According to a recent study published by Universities UK, UK work permit restrictions aren't the only issue costing Britain money in the changing economy. According to the latest Universities UK study, the economy may have lost out on billions in export earnings from international students unable to get UK visas.
The analysis examined recent changes to student immigration UK policies, and transformations since 2012 when the government first removed the post-study work visa. Currently, the report suggests that the UK may have lost more than £8 billion in the period between 2013 and 2017.
Since the UK visas changed for students, international enrolments have dipped to a new low. In the year between 2016 and 2017, around 442,375 international students visited the UK to learn at local universities. Other countries, such as the US, Germany, Australia, and France have all seen a significantly higher growth rate for international students, drawing attention to the significant problems with the lack of an easily-accessible UK work permit after study.
In 2016 to 2017, the enrolment level of students to UK universities grew by only 0.5%, despite the unique educational opportunities that the country can offer. The Chief Executives of Universities in the UK commented on the immigration UK problem, saying that he expected Britain to be doing much better. In fact, Jarvis went as far as to call on the government of Theresa May to reshape the UK visas system.
Since 2011, before the post-study UK work permit was scrapped, countries around the world have seen a rapid growth in demand for international study.

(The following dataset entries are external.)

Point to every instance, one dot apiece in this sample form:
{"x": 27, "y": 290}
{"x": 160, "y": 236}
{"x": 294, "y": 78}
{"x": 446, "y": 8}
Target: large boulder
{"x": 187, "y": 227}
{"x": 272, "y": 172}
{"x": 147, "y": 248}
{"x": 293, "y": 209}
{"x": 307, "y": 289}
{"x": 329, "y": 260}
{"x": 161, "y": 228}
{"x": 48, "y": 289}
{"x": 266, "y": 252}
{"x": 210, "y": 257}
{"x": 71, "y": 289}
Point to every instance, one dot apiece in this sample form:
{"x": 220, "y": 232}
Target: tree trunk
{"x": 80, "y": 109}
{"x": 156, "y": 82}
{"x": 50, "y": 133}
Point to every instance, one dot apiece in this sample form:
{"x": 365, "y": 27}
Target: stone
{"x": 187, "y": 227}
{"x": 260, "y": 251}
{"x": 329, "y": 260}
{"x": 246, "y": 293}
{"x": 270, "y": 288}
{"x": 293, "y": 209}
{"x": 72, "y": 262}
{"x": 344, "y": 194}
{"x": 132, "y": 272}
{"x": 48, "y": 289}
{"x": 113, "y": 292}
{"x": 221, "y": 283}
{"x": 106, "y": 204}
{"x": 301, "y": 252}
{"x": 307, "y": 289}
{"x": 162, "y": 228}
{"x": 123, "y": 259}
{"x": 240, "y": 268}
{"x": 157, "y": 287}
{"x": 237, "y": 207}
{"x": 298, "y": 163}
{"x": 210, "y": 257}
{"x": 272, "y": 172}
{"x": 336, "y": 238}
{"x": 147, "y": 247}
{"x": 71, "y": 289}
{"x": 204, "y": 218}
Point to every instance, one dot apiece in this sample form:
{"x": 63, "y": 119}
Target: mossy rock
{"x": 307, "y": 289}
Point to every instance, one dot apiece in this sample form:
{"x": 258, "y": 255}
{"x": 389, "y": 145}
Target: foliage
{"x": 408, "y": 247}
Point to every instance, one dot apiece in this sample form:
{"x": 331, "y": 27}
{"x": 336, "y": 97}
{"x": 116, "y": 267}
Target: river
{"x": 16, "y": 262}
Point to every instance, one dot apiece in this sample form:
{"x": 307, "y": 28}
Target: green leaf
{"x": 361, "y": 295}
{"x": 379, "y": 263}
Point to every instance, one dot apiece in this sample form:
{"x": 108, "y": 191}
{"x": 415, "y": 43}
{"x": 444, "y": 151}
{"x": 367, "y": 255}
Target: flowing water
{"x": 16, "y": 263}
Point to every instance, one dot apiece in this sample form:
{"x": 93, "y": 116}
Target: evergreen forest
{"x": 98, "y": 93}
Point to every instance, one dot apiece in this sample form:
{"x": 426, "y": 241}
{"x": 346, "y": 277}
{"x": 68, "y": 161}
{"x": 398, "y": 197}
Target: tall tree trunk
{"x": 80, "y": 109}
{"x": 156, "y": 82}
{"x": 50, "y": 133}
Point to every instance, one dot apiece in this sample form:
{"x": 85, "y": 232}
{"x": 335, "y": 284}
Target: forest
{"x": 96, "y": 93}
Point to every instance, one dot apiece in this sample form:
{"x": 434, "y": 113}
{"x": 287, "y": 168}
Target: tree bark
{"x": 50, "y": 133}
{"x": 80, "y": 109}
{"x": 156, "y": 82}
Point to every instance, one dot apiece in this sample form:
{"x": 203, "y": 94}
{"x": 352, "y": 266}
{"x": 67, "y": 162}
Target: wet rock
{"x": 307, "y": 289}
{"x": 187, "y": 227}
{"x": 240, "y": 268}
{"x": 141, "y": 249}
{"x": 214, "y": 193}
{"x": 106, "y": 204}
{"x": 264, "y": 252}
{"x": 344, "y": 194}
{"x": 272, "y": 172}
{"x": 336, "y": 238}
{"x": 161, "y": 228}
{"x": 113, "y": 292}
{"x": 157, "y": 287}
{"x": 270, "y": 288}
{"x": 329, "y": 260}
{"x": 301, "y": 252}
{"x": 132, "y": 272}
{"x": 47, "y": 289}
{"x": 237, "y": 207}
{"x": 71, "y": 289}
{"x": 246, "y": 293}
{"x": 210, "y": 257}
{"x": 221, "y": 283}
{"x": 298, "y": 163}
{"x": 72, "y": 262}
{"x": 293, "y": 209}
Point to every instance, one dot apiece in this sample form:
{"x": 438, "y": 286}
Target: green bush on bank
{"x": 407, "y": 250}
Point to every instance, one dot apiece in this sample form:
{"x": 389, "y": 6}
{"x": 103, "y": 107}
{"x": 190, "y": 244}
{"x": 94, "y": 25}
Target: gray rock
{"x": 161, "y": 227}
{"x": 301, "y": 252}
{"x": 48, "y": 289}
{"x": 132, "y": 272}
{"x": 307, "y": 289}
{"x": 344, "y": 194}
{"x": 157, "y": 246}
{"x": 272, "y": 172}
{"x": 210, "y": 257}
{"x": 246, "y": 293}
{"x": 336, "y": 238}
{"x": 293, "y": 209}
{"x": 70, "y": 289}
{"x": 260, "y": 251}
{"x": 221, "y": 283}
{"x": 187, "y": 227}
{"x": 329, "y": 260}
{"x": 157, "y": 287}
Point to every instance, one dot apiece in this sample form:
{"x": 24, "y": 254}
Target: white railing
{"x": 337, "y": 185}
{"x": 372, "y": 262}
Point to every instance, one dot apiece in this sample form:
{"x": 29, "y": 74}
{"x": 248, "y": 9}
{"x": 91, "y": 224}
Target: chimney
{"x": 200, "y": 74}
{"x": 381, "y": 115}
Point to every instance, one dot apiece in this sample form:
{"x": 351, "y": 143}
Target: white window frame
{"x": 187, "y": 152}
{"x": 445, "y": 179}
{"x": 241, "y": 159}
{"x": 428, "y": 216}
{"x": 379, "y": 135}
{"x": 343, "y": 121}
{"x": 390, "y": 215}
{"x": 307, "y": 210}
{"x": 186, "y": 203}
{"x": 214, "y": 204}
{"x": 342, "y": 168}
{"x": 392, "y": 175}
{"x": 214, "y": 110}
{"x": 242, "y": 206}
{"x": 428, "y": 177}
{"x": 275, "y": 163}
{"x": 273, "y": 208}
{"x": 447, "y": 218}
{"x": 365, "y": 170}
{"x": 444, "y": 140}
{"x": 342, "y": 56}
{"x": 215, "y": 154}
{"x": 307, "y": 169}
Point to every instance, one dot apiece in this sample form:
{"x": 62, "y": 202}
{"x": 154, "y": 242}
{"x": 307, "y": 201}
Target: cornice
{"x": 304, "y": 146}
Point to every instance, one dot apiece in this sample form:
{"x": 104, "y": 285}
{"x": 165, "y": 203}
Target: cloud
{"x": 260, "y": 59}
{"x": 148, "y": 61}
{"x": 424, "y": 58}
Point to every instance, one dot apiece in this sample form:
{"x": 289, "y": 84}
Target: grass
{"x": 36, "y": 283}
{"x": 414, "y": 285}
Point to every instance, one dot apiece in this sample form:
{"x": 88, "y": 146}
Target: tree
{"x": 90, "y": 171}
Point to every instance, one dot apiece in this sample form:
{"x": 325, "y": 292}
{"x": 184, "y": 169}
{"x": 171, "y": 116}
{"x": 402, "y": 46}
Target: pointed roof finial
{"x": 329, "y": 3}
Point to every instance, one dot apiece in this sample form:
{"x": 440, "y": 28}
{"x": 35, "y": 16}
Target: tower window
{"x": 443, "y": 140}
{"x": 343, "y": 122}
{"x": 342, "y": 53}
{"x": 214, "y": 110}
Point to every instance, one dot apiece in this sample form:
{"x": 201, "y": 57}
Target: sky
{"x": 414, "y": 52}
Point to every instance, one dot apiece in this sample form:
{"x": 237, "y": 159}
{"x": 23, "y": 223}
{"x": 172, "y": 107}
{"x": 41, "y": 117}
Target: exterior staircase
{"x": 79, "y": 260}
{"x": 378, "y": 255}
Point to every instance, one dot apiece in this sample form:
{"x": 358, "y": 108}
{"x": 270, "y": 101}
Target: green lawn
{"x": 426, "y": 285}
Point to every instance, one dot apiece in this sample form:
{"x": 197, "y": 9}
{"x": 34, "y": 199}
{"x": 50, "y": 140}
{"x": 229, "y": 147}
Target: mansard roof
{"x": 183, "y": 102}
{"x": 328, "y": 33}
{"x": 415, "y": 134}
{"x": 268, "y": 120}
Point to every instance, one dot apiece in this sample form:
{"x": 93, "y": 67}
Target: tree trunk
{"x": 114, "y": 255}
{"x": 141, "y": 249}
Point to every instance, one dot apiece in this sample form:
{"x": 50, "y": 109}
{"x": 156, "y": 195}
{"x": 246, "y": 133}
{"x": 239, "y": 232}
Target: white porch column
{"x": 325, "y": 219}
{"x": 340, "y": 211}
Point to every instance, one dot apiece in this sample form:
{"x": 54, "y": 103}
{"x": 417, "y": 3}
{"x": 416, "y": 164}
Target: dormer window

However, the UK enrolment rates have stayed flat. The UK needs to work harder to keep up with competitors according to Jarvis, which means deploying a reshaped immigration system that supports the benefits of international students.
Alistair Jarvis believes that the Immigration UK system could be doing more to show international students that they're welcome to learn and grow in the country. Failure to rework the immigration strategy for students could mean that the UK continues to miss out on billions of pounds each year.